When we were growing up, my brother and I were best friends. He was only 16 months older than I was and one grade ahead of me in school. Tim was the middle child, I am the baby of the family, and our sister is the eldest. We grew up in a good home with parents who loved us. We grew up in a small community and our aunts, uncles, and cousins lived in the same city as us. We enjoyed things like back yard baseball and volleyball games with family and spending the night at our cousins’ homes. Tim and I always enjoyed spending the night with some of our cousins who were the same age as he and I. When we stayed the night at their home, our aunt would make the four of us breakfast on Saturday morning and we’d watch the cartoon Garfield and Friends. Tim was a regular kid who loved cartoons, riding his bike, and shooting hoops in the driveway.
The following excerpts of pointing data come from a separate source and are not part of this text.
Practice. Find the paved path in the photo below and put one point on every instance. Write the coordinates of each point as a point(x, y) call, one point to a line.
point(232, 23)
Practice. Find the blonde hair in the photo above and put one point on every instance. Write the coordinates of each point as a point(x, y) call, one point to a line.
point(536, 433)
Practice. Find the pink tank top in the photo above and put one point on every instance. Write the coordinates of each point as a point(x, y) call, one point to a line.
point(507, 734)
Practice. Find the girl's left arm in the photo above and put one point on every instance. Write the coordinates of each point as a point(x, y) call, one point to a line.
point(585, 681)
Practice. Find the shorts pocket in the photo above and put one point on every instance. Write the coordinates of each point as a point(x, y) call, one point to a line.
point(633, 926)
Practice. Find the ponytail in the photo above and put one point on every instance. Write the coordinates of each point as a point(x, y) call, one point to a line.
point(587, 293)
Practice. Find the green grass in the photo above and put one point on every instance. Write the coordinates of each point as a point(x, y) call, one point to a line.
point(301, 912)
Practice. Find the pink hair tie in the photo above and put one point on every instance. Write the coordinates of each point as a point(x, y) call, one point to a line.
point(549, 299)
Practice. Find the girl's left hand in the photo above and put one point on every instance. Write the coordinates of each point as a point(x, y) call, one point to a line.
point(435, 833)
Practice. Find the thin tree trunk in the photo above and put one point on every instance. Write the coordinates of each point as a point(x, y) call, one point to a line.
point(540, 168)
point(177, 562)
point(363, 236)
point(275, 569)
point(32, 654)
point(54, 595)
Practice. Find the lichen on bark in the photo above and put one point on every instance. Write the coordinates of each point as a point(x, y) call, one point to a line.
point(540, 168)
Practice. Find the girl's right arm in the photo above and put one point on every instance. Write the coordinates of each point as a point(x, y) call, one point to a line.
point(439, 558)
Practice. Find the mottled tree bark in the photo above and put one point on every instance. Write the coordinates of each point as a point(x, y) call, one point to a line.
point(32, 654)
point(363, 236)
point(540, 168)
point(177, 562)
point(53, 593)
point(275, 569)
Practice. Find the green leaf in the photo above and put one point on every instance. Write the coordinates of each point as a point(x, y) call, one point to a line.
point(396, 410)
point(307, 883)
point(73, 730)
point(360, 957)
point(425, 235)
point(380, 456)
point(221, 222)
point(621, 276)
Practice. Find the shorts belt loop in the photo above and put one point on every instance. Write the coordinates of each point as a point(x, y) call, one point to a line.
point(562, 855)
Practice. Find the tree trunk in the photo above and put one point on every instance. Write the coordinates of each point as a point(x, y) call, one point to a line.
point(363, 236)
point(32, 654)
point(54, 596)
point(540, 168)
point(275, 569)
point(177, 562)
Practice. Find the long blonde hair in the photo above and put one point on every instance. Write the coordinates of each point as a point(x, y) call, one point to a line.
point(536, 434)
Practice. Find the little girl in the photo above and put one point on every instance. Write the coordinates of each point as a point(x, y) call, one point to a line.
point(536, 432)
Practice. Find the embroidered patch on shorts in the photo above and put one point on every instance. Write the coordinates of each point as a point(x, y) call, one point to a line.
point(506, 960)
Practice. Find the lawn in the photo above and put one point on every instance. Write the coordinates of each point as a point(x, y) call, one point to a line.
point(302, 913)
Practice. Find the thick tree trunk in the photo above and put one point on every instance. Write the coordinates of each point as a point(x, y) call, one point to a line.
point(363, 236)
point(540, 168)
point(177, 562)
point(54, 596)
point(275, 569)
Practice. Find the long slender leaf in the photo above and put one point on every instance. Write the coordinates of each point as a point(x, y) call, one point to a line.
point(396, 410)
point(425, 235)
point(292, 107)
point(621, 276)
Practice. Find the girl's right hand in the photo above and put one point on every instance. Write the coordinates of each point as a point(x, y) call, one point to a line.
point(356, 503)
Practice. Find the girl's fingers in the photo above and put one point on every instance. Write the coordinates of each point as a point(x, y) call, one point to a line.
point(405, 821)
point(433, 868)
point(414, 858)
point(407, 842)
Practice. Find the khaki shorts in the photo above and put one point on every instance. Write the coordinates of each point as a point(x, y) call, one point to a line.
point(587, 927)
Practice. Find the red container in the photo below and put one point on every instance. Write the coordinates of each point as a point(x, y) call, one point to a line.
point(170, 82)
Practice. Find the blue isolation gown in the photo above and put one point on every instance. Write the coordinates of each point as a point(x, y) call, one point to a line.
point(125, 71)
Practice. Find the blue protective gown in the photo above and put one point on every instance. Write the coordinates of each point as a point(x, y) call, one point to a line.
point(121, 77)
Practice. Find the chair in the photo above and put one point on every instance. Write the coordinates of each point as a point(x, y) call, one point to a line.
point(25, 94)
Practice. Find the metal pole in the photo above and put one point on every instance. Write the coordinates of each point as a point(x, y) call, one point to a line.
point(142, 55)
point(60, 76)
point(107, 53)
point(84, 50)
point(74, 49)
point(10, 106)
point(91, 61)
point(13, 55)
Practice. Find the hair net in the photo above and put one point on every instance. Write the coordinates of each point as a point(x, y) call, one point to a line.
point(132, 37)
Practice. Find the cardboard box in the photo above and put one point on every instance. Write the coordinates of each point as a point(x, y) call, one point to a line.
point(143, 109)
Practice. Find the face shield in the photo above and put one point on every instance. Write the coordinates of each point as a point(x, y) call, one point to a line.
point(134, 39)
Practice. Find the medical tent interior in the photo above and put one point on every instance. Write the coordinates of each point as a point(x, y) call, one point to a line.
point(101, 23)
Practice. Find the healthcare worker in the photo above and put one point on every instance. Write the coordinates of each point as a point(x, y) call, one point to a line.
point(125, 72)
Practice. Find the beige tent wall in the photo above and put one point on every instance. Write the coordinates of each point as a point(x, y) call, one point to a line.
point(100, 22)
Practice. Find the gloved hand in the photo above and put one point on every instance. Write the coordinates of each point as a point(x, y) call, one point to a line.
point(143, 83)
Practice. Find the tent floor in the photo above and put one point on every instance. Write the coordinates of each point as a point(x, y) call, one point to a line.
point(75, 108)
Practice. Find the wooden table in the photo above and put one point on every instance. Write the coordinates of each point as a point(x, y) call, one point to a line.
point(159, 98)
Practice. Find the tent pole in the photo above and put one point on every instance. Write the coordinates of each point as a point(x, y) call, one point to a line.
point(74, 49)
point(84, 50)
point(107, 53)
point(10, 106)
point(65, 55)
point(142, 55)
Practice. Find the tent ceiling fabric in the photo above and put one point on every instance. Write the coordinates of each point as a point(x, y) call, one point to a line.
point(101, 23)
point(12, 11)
Tim was funny too. He was always making people laugh by making silly faces or voices and cracking jokes. I’d define his sense of humor as goofy with a twinge of sarcasm. Tim wasn’t afraid to look goofy in public just to get a laugh. He played pranks on people and people played pranks on him too. Once when we were kids, my sister and I pulled a classic prank on Tim while he was sleeping. We filled his hand with shaving cream and tickled his nose with a feather. Sure enough! He smeared the shaving cream all over his face and never woke up! My sister and I giggled hysterically down the hall back to our bedroom. It was possibly the best prank we ever pulled!
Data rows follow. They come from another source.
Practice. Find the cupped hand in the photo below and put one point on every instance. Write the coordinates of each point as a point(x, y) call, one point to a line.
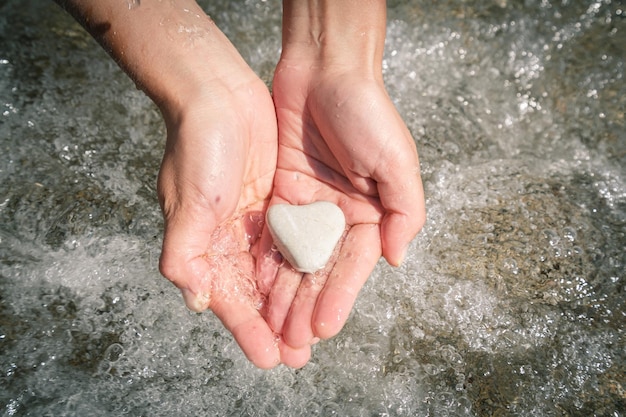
point(214, 188)
point(340, 140)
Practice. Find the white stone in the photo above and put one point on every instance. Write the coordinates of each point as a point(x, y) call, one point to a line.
point(306, 235)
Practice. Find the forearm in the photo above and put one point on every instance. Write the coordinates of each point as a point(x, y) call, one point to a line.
point(168, 48)
point(335, 33)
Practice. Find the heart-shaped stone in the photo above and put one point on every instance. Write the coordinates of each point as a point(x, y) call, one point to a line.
point(306, 235)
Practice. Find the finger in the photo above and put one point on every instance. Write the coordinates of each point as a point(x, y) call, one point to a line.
point(358, 257)
point(294, 358)
point(297, 330)
point(268, 260)
point(181, 263)
point(254, 337)
point(281, 297)
point(404, 218)
point(402, 195)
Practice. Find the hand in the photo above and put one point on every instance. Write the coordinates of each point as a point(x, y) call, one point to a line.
point(340, 140)
point(214, 188)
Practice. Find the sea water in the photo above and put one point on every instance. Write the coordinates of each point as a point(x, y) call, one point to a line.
point(511, 301)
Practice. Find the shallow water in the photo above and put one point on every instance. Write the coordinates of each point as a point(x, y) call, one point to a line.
point(511, 302)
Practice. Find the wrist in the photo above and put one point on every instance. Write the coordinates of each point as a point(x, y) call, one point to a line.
point(332, 35)
point(172, 50)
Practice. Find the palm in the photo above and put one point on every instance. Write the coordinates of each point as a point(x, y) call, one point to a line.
point(338, 141)
point(214, 186)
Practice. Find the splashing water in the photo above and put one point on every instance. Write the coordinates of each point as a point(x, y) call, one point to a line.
point(511, 301)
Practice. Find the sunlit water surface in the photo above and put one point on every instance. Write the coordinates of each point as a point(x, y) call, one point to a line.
point(511, 301)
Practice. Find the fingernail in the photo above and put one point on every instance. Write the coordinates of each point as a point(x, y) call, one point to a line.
point(403, 255)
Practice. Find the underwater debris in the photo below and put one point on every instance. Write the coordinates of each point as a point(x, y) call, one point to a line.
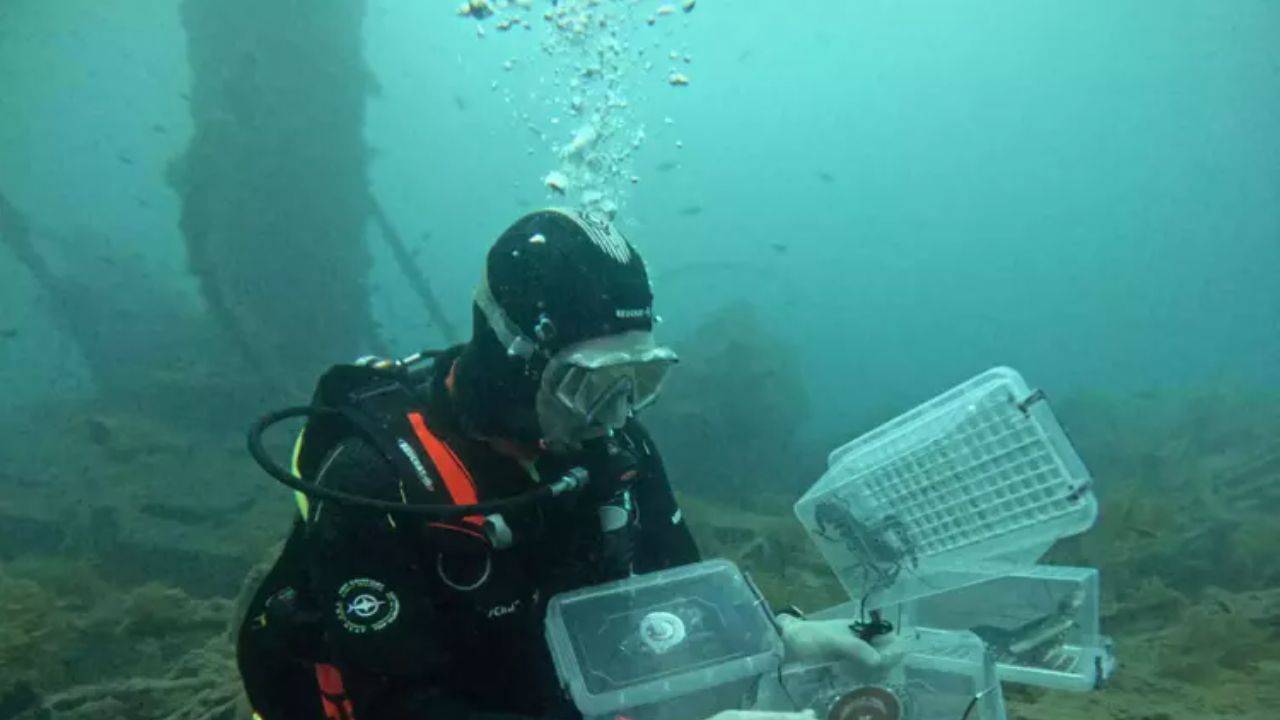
point(478, 9)
point(195, 514)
My purpose in sharing these personal stories about Tim is so others may begin to understand that addicts aren’t a mutant population. They are regular people who have serious struggles. Tim used drugs for many years before he died. The truth is I have no idea why my brother ever started using. He didn’t start off using heroin. It’s my understanding that he started with “gateway drugs” like marijuana. Maybe he started using because he was curious. Maybe he started using because of peer pressure. I don’t know and honestly it doesn’t even matter anymore.
Tim made some poor choices many years ago when he decided to experiment with drugs. Those poor choices led to other poor choices, and eventually they led to his death. But his life wasn’t only filled with poor choices. Tim fought his addiction and sought treatment at Minnesota Adult & Teen Challenge. Seeking treatment was one of the best choices he ever made.
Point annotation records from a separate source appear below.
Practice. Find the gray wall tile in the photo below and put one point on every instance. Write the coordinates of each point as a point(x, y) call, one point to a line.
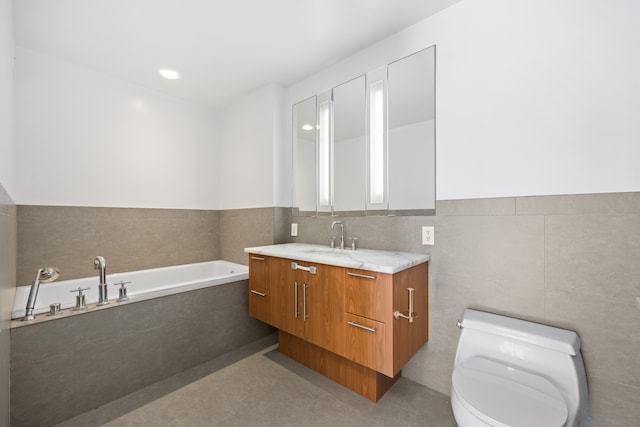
point(577, 204)
point(8, 226)
point(130, 239)
point(569, 261)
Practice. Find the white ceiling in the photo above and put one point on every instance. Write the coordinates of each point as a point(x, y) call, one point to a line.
point(222, 48)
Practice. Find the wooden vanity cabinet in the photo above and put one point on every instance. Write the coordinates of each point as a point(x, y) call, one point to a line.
point(308, 304)
point(340, 321)
point(375, 338)
point(259, 288)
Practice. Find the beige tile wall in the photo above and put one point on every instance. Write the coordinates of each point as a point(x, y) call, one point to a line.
point(569, 261)
point(243, 228)
point(7, 292)
point(69, 237)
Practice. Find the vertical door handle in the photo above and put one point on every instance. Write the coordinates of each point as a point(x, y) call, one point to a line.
point(295, 300)
point(305, 316)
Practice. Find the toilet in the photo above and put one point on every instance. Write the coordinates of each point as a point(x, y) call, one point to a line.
point(514, 373)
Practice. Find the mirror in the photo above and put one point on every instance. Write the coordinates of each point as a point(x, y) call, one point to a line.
point(367, 147)
point(304, 147)
point(349, 156)
point(411, 133)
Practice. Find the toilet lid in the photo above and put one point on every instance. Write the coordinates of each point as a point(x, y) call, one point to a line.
point(503, 396)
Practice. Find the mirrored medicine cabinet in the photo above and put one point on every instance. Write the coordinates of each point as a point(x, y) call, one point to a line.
point(367, 146)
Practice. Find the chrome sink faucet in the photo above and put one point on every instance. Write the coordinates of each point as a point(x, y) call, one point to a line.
point(333, 224)
point(100, 264)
Another of Tim’s best decisions was his decision to have faith in Jesus Christ and to pass on that faith to his four children. Tim believed that God offers us love and grace, even when we screw up. At his funeral, a family friend shared these words, “What I learned from Tim was about getting back up when you fall. We all mess up. We all make mistakes. And in the light of God’s perfection, my mistakes aren’t any less destructive and than anyone else’s mistakes. Tim’s faith in a loving and forgiving God inspired him to seek forgiveness and strength over and over. From him, I learned not to doubt that there is forgiveness at God’s throne of grace....every time you approach it! There doesn’t come a day when God says, ‘No. No more! You have asked once too often!' Tim showed me that a heart humbled before God in true sorrow for our actions is always welcome.”
I’m not saying that you need to believe what Tim believed or what I believe. I’m sharing these things to show that even though my brother struggled with addiction, he left a legacy that was so much more than his struggle. The legacy he leaves behind is this: Life is hard sometimes and we all screw up in different ways. Some ways seem worse than others, but all mistakes—all choices have consequences. The wonderful thing about making mistakes and falling down is they give us an opportunity to get back up and do better.
Tim “fell” often but he kept getting back up. He fought to his addiction. He desired to be a better man & a better father. Unfortunately, he lost his fight. His death has left a gaping hole in the hearts of those who love him, but even in death we can find hope because we are confident that grace is extended to each of us.
I hope that Tim’s death—and his life—will help us remember that we all fall down sometimes. When someone we love falls down, we have the choice to help them back up or kick them while they’re down. I hope after reading this you’ll be inspired to show a little bit of grace and mercy to people who are struggling. Whether it’s a drug addiction or alcoholism or some other struggle that life brings, may we all learn to reach down and lift those people up. Because they are people—with real families. They live real lives and have hopes & dreams and struggles—they aren’t a waste of oxygen.